The dotted-key silent failure. Covered above, but it deserves repeating as a hiccup because of how it fails. No error, no crash, the stream ships happily, and you only notice when a dashboard panel that should be full is empty. The lesson: when a normalized label comes back blank, suspect JMESPath key interpretation before anything else.

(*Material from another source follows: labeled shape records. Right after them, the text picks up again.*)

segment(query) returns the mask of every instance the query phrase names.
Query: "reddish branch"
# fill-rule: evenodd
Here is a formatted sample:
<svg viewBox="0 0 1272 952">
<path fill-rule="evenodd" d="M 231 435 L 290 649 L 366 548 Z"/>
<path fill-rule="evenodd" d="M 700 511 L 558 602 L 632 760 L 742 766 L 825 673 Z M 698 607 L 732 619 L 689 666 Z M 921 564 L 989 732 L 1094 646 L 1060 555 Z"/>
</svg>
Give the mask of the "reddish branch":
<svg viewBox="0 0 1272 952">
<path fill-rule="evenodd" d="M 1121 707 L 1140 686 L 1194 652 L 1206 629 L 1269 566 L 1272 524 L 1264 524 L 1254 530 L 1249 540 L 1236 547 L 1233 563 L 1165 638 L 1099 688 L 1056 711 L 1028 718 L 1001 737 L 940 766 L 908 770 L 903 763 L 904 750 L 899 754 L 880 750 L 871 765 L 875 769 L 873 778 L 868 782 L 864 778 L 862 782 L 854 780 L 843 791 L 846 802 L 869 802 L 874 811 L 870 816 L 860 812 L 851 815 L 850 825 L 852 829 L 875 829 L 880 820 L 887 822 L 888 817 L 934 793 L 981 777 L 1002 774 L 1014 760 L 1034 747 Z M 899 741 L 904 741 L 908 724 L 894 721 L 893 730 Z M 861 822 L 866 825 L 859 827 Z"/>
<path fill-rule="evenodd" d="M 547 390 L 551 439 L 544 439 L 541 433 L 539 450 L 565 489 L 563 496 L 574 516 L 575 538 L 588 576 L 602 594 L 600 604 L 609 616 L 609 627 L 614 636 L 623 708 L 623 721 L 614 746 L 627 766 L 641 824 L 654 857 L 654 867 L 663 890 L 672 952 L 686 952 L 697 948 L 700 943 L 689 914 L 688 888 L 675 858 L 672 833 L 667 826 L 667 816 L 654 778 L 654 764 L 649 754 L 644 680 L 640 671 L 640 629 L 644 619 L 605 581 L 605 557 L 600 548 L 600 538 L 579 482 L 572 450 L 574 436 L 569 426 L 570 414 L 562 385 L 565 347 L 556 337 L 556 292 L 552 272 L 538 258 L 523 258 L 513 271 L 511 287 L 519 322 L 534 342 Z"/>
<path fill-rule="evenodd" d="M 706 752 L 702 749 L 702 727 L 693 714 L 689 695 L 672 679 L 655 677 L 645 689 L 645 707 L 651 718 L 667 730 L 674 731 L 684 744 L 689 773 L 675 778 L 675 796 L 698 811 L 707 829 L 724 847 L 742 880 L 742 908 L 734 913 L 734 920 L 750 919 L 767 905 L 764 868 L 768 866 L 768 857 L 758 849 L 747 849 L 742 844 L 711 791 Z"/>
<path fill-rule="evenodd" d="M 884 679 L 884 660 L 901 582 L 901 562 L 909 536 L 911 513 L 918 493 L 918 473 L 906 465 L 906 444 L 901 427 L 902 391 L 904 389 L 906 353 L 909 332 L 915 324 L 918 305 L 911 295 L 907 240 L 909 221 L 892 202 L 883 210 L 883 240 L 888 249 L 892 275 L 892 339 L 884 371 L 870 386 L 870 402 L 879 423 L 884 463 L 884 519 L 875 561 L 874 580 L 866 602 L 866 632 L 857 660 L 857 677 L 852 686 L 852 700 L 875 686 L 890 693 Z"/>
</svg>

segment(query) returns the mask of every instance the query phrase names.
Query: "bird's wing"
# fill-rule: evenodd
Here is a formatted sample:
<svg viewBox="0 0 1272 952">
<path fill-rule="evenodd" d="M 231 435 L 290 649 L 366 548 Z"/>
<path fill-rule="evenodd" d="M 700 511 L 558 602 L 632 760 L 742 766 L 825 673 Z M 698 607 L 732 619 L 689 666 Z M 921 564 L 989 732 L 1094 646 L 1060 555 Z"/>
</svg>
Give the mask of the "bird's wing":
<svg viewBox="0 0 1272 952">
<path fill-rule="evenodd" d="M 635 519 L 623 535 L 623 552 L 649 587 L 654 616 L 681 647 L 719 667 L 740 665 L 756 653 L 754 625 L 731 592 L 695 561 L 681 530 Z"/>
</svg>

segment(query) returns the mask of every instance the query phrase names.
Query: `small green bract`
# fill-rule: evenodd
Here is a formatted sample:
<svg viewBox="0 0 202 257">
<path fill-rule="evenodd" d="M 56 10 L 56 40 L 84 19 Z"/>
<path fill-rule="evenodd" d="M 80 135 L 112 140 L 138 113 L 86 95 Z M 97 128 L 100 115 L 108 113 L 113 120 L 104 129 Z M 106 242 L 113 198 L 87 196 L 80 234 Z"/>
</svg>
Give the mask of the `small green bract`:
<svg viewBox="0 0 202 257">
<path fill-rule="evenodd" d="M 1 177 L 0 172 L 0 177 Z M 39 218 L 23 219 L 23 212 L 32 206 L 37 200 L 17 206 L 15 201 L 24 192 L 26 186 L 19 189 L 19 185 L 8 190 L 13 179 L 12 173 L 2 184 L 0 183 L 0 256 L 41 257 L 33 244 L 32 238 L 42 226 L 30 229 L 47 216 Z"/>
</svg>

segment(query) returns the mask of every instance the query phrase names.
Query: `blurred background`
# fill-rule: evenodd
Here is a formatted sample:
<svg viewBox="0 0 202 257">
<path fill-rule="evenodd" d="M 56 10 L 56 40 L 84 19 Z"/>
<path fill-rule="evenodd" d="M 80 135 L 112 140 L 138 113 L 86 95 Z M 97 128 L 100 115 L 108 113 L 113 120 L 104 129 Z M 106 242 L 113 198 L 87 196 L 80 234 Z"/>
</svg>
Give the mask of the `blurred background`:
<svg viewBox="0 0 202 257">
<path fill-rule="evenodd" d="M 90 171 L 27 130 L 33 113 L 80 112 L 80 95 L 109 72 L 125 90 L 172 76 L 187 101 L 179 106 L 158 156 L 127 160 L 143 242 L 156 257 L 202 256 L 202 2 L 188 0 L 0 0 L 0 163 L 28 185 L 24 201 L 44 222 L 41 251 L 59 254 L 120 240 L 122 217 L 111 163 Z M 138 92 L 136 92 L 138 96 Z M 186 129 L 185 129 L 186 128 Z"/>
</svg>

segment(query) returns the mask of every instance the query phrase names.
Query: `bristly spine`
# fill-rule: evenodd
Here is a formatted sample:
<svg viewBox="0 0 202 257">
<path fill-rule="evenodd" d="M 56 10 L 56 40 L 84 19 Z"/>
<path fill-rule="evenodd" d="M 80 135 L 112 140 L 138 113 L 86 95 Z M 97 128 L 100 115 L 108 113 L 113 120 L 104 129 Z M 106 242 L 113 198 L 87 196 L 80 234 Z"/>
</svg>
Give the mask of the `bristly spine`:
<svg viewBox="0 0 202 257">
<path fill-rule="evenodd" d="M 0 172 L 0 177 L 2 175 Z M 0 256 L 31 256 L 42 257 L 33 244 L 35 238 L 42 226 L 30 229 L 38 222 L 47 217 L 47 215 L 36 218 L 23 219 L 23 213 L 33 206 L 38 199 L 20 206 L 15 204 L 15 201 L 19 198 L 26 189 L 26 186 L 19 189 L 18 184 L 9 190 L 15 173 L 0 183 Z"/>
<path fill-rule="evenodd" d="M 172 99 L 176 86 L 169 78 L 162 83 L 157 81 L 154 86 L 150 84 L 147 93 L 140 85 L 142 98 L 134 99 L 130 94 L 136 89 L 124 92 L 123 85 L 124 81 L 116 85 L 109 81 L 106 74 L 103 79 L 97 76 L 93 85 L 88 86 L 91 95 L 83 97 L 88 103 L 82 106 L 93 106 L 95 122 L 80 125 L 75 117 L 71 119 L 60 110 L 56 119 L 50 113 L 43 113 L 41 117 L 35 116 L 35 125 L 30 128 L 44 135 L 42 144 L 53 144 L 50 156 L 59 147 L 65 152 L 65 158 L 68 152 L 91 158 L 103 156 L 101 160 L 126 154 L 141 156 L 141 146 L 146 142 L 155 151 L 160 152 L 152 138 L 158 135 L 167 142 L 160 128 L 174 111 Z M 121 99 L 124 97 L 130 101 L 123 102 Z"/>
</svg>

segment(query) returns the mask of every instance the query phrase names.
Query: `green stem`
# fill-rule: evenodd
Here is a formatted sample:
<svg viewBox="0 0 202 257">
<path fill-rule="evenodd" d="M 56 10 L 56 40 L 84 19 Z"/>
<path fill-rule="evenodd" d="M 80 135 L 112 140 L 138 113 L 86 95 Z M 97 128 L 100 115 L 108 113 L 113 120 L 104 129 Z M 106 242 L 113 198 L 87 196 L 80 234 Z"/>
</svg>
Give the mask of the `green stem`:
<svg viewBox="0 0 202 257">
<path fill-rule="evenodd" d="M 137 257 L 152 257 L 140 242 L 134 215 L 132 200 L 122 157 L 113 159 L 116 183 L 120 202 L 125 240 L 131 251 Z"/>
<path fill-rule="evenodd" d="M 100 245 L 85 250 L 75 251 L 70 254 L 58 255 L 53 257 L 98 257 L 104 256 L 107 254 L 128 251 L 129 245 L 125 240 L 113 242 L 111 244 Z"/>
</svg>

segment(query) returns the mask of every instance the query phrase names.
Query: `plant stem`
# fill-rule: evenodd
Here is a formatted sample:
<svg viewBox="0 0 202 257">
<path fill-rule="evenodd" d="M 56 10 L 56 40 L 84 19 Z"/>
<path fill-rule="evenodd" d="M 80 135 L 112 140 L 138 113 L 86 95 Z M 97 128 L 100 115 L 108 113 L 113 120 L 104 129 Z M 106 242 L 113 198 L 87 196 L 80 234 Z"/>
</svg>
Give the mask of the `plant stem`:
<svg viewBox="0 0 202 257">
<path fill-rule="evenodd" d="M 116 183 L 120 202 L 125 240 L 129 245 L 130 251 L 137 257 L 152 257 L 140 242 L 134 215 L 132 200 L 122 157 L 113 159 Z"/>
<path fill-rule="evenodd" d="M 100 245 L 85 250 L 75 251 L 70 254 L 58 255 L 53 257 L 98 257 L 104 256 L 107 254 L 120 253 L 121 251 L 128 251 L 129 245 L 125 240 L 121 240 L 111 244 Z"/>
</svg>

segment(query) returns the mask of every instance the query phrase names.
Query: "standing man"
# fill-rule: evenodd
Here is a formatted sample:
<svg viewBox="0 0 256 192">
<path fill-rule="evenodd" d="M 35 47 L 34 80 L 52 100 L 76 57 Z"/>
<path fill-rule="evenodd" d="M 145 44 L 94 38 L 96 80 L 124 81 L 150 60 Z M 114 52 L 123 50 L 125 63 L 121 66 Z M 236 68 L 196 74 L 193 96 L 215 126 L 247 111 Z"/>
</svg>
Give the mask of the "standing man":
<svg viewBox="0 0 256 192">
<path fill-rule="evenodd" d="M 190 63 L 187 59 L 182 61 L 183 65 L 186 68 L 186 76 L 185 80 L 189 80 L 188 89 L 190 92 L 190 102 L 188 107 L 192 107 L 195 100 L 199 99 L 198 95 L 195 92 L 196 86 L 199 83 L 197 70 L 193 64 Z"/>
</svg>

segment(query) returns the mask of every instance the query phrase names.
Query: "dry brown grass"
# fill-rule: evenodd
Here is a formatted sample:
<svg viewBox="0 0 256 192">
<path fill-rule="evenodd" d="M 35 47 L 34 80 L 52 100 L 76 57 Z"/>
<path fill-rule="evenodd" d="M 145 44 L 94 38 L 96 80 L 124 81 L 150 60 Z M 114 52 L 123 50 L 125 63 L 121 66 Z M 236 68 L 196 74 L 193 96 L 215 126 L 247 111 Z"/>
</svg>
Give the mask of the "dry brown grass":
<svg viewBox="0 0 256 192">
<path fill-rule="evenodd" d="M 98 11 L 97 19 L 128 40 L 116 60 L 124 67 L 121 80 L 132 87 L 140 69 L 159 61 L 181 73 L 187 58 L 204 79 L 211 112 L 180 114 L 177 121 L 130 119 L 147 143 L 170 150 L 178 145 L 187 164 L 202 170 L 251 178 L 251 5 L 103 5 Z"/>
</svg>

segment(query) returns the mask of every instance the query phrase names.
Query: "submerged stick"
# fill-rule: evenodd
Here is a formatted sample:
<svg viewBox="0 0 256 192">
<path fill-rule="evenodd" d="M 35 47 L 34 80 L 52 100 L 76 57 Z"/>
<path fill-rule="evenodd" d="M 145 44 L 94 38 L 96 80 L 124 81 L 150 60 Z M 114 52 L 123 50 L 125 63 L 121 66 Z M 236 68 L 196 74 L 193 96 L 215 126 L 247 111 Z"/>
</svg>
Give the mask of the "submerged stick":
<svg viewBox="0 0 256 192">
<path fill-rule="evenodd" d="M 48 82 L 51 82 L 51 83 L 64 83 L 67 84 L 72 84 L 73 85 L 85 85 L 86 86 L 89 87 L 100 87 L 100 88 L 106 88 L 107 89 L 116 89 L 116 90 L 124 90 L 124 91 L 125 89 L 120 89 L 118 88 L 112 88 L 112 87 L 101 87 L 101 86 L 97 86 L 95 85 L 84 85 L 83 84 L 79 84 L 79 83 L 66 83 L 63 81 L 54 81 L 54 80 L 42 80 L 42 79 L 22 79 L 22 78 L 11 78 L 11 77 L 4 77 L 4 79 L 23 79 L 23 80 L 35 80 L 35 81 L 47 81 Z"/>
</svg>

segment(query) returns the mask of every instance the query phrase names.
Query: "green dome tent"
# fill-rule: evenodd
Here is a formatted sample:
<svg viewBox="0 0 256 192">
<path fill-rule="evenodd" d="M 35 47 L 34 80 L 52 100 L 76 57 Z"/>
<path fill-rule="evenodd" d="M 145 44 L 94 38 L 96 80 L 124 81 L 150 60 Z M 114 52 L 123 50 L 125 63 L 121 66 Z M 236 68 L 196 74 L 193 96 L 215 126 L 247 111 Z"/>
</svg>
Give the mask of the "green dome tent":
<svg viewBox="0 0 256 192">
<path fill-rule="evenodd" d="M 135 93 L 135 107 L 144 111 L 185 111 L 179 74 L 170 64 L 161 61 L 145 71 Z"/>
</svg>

pushd/popd and where Zeek writes. Zeek writes its logs to the current working directory. The batch script uses pushd "$outdir" so each PCAP’s logs land in their own directory, then popd to come back. I had a version where popd was inside a || true guard and the directory stack got out of sync on an error path, so a later PCAP’s logs wrote to the wrong place and Alloy never saw them. The fix was making sure pushd and popd sit at the same level and popd always runs. If Zeek clearly processed a capture but Alloy never tails the output, check where the logs actually landed first.

Alloy only discovered directories that existed at startup. After a Docker volume wipe, Alloy came up and tailed the Zeek directories that existed at that moment, but new hourly directories created afterward weren’t picked up. The fix was the sync_period on the file match, which tells Alloy to re-scan for new matching paths on an interval rather than only at boot:

1
2
3
4
local.file_match "zeek_logs" {
  path_targets = [ /* ... */ ]
  sync_period  = "10m"
}

Without that, every new hour’s logs would sit on disk unread until the next container restart.

The active-capture race. The batch script must not process the PCAP that tcpdump is still writing to. The loop skips any uncompressed capture modified in the last 65 minutes, on the assumption that the current hour’s file is still live and only the rotated-and-gzipped ones are safe to read. It’s a heuristic, but it’s held up.

Where this leaves us

All three streams are now live and unified:

  • Cowrie, Suricata (from the Pi), and Zeek (from the Mac) all in one Loki.
  • One shared src_ip label across every job, so the dashboard’s attacker pivot spans all three.
  • Community ID in both Suricata and Zeek, so any flow joins deterministically between them.
  • The Zeek leg feeding itself hourly via cron, decoupled from the live sensor.

Open the dashboard, set the time range to cover recent captures, and pivot the Attacker IP dropdown to one of the day’s scanners. Every panel populating, Cowrie session detail next to Suricata signatures next to Zeek’s port-by-port connection record, is the moment the whole thing comes together.

loki

What’s left is making sense of it all without manually reading thousands of events a day. That’s the AI reporting layer, and it’s the final post.